Function calls with class members?

Before I present the code which is found at the bottom of this post I would like to talk about the issue and the fix's that I do not desire. Okay basically I've created a GUI from scratch sort of and one requirement I wanted for this was allow components to have their own click executions so if i click a button or tab etc.. It would call Component->Execute(); Well normally you would do something like a switch statement of ids and if that components ID equaled n number then it would perform this action. Well that seemed kinda dumb to me and I thought there has to be a better way. I eventually tried to incorporate a feature in JAVA where you would do like Component.AddActionListener(new ActionListener( public void execute(ActionEvent ae) { })); or something like that and I thought that this feature has to be possible in C++. I eventually came across storing void functions into a variable in which could be executed at any time and modified at any time. However I hadn't noticed an issue and that was this only worked with static functions. So below you'll see my problem. I've patched the problem by using a pointer to SomeClass however this would mean having an individual function call for every class type is there no way to store a function callback to a non-static class member without doing the below strategy? and instead doing a strategy like the commented out code?
//Main.cpp
#include <iostream> //system requires this.
#include "SomeClass.h"
void DoSomething1(void)
{
std::cout << "We Called Static DoSomething1\n";
}
void DoSomething2(void)
{
std::cout << "We Called Static DoSomething2\n";
}
int main()
{
void (*function_call2)(SomeClass*);
void (*function_call)() = DoSomething1; //This works No Problems!

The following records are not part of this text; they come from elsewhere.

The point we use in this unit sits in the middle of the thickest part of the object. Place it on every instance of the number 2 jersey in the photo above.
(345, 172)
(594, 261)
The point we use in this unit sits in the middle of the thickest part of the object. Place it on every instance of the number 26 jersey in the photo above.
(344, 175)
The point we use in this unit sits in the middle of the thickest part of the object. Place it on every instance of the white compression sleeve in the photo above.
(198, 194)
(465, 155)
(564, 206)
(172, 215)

function_call(); //Will Call the DoSomething1(void);
function_call = DoSomething2; //This works No Problems!
function_call(); //Will Call the DoSomething2(void);
SomeClass *some = new SomeClass(); //Create a SomeClass pointer;
function_call = SomeClass::DoSomething3; //Static SomeClass::DoSomething3();
function_call(); //Will Call the SomeClass::DoSomething3(void);
//function_call = some->DoSomething4; //Non-Static SomeClass::DoSomething4 gives an error.

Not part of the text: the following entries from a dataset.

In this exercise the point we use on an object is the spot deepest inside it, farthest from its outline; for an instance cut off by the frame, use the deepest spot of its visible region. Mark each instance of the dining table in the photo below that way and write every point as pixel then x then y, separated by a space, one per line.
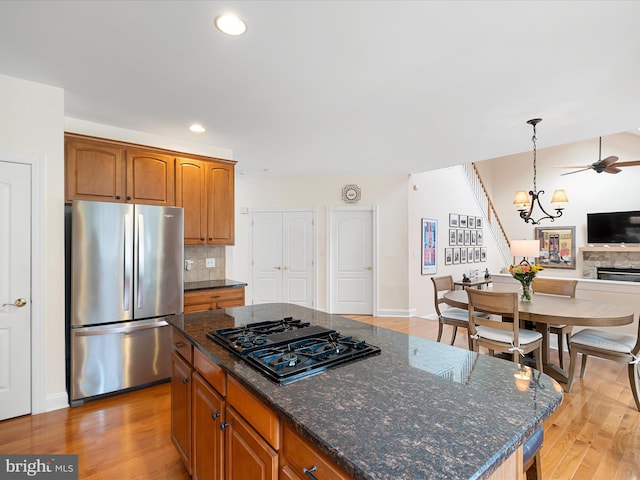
pixel 545 310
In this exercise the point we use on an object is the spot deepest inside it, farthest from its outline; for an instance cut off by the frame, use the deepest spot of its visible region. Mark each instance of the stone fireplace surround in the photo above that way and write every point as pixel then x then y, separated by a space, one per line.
pixel 611 256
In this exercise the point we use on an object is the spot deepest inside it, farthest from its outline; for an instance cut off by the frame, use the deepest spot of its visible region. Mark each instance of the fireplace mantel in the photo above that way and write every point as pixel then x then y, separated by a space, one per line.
pixel 612 257
pixel 617 248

//function_call(); //Not used because of error above.
function_call2 = SomeClass::DoSomething5; //Store the SomeClass::DoSomething(SomeClass* some);
function_call2(some); //Call out SomeClass::DoSomething5 which calls on SomeClass::DoSomething4's non static member.
system("pause");
return 0;
}
//SomeClass.hpp
#pragma once
#include <iostream>
class SomeClass
{
public:
SomeClass();
~SomeClass();
public:
static void DoSomething3(void);
void DoSomething4(void);
static void DoSomething5(SomeClass* some);
};
//SomeClass.cpp
#include "SomeClass.h"
SomeClass::SomeClass(void)
{
}
SomeClass::~SomeClass(void)
{
}
void SomeClass::DoSomething3(void)
{
std::cout << "We Called Static DoSomething3\n";
}
void SomeClass::DoSomething4(void)
{
std::cout << "We Called Non-Static DoSomething4\n";
}
void SomeClass::DoSomething5(SomeClass *some)
{
some->DoSomething4();
}
Secondary Fix for what I'll do not an exact answer I wanted but it meets my needs for now along with allowing additional features which would have become overly complicate had this not existed.
//Component.hpp
#pragma once
#include <iostream>
#include <windows.h>
#include <d3dx9.h>
#include <d3d9.h>
#include "Constants.hpp"
#include "ScreenState.hpp"
#include "ComponentType.hpp"
using namespace std;
class Component
{
static void EMPTY(void) { }
static void EMPTY(int i) { }
public:
Component(void)
{
callback = EMPTY;
callback2 = EMPTY;
callback_id = -1;
}
Component* SetFunction(void (*callback)())
{
this->callback = callback;
return this;
}
Component* SetFunction(void (*callback2)(int), int id)
{
this->callback_id = id;
this->callback2 = callback2;
return this;
}
void execute(void)
{
callback();
callback2(callback_id);
}
}
The syntax for pointers-to-member-functions is as follows:
struct Foo
{
void bar(int, int);
void zip(int, int);
};
Foo x;
void (Foo::*p)(int, int) = &Foo::bar; // pointer
(x.*p)(1, 2); // invocation
p = &Foo::zip;
(x.*p)(3, 4); // invocation
Mind the additional parentheses in the function invocation, which is needed to get the correct operator precedence. The member-dereference operator is .* (and there's also ->* from an instance pointer).